While working on Caroline Bingley, I’ve asked myself this repeatedly, and I’ve already opined about Caroline’s nature here. In many sequels, Caroline seems to be characterized as evil, but was this what Jane Austen intended? Did she intend any of her antagonists to be villains? She didn’t write ax murderers, child molesters, or dog kickers, after all. Certainly, the antagonists got in the way of our hero and heroine, but were they evil? Or were they products of Regency society and its limitations?

  • Caroline Bingley: She wanted Mr. Darcy for herself, and she wanted to conceal her originals in trade. She was snotty and snide, and much like the heroine Emma, she did not bother to hide her opinions of others whom she believed to be beneath her status. But was she evil? No, she was responding as polite society taught her: with gossip and condescension.

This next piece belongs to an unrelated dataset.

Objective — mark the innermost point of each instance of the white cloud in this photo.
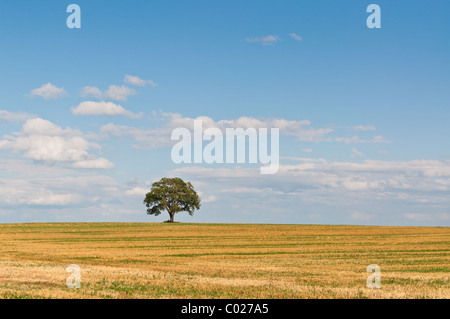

  • Mr. Darcy: An antagonist? Sure. He was the originator of the plan to separate Charles and Jane. He stepped between our hero and heroine, but he soon saw his error and repented. Evil? No way.
  • Wickham: he was a dissolute manipulator, and probably closest to a true villain in P&P. But consider the limitations placed on him. He grew up in the splendor of Pemberley almost as a son, but as an adult, his only options were to join the military, join the church, or practice law. Or he could marry well. If one were raised in luxury without a care in the world, it would be awfully tempting to take the easy way out. Still, his limitations do not excuse his lazy behavior, but they do explain it.
  • Mr. Frank Churchill was an antagonist in Emma. He was the crux of almost all the problems in the book, but was he evil? No, he was a lot like Wickham. He responded to the limitations placed on him by his aunt, but he did not always make wise choices.
  • Mr. Elliot in Persuasion was creepy, but again, not evil. As with all Regency people, he too was preoccupied with money and status, and as a lazy person, he also took the easiest course: marriage to Anne for money while conducting affairs for love. Was his decision moral? Nope. Was it evil? I’ll leave that to you to decide.
  • Mr. Willoughby, Miss Steele…I could go on with the other antagonists, but you get the point. They weren’t cartoons. They were real people with real motivations and flaws.

One of the best aspects of Jane Austen’s writing was her characterization. There are no stock “bad guys” who thwarted heroes just to take pleasure in hurting them. Her antagonists were well-developed, and they had back-stories and motives of their own, and when you get right down to it, their motives greatly resembled those of all people in Regency society–the quest for money, security, and status. These characters just made poor choices about how to attain those things.